Ok, I guess we're even, 'cause I'm totally lost in what you're saying.
I think you've got a fundemental misunderstanding of what dithering does (or perhaps me, but we're definitely not in agreement). It is my understanding that when you say "I don't think you can say hey, we've got 22 bits so there should be at least 16 available" that you're mistaken. My understanding of dithering is that is exactly what happens. So you're right that if you're 12db down, you've only got 22 bits on a 24bit scale or 14 bits on a 16 bit scale. But you'll have 16 bits on 16 bit scale that has been arrived at through dithering from 24 bits (or 22 bits in this case). So, yes, the exact purpose of the dither scheme is to maintain 16 bits of true significant bits when the original signal is 24 bits (or 22 bits if we don't record hot enough to get 24 significant bits). Even if you only have 18bits of info, you should be able to dither down to get 16 bits of true significant data.
The purpose of dither is essentially to add noise. I'm going from a somewhat foggy memory here, but it is something like this. If you have 24 bits of info, the least significant 24th bit will vary between being a digital 1 or a 0. Same thing with the 16th bit of a 16 bit word. But the 16th significant bit of this 24 bit word will be set at either a 1 or a 0. Simply lopping off 8 bits from the 24 bit word to get a 16 bit word will then leave this 16th bit at a given state of either ending in a 1 or in a 0. This makes for a harsh sound and poor representation of the analog signal, since the least significant bit should vary between a 1 and a 0 and not be stuck at either one or the other. The purpose of dither is to add just the right amount of noise to the signal so that this 16th bit (least significant bit) varies between 1 and 0 (and not to add so much noise that you affect the 14th or 15th bits). Anything random will work, including just having enough noise in your electronic signal path of your recorder so that the 16th bit is random. But the idea is to create a dither scheme that uses the information present in the (say 8 ) least significant bits that you're tossing aside to correctly add noise to the 16th bit of the now dithered word so that it will vary between 0 and 1.

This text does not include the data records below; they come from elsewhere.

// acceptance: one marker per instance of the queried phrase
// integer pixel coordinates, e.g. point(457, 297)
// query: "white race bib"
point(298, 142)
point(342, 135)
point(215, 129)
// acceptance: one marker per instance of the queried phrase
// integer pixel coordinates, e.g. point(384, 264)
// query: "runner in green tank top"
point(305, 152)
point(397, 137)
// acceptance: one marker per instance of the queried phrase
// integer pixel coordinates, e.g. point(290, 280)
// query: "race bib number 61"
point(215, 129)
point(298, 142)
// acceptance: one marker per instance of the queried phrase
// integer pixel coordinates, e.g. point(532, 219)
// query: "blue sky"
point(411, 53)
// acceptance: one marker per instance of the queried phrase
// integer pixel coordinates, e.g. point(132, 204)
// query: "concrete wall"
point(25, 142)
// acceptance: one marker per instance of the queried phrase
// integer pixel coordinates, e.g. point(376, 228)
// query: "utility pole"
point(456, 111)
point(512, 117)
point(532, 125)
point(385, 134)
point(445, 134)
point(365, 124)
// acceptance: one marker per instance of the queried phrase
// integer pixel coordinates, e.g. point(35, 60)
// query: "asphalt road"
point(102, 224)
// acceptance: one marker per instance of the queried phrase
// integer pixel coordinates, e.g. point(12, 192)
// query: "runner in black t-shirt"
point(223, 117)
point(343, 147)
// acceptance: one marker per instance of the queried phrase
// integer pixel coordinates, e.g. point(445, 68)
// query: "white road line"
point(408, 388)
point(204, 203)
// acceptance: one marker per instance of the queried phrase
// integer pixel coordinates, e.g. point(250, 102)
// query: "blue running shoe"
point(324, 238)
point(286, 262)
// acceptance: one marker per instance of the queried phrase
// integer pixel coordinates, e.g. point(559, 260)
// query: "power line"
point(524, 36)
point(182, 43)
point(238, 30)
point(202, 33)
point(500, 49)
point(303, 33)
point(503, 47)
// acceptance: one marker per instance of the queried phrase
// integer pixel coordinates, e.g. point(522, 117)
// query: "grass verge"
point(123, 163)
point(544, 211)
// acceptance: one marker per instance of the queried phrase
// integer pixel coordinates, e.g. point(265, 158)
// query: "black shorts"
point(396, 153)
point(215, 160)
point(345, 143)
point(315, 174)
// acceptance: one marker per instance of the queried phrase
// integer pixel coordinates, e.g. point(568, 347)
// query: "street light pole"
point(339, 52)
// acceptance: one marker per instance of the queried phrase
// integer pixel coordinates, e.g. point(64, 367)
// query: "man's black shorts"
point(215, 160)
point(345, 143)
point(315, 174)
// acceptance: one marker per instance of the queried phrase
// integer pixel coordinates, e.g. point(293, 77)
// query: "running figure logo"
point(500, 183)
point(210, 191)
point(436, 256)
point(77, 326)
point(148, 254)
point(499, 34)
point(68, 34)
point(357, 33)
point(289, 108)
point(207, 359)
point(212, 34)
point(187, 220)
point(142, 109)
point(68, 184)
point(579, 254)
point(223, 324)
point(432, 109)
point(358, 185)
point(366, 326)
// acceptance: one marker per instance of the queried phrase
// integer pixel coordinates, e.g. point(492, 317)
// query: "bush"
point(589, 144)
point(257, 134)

It all depends on the exact specifics of the dither algorithm that is used, but done well, a good dither algorithm should be able to make good 16 bit signal (with 16 bits of significant info) from an 18 bit word (the Apogee AD500e did this), or a 22 bit word, or a 24 bit word. So yes, it is my understanding that the dithering scheme does exactly what you think it doesn't do -- that is is builds a 16 bit word out of the significant data from a 24-bit word, even if that 24-bit word only has 22 bits of significant data. It would depend on the specifics of the ANSR dither scheme, but it would be a pretty poor dither scheme if it didn't function to get 16 bits of signicant data out of 22 significant bits.
Edit: stupid emoticons: the number 8 followed by a ) should not always =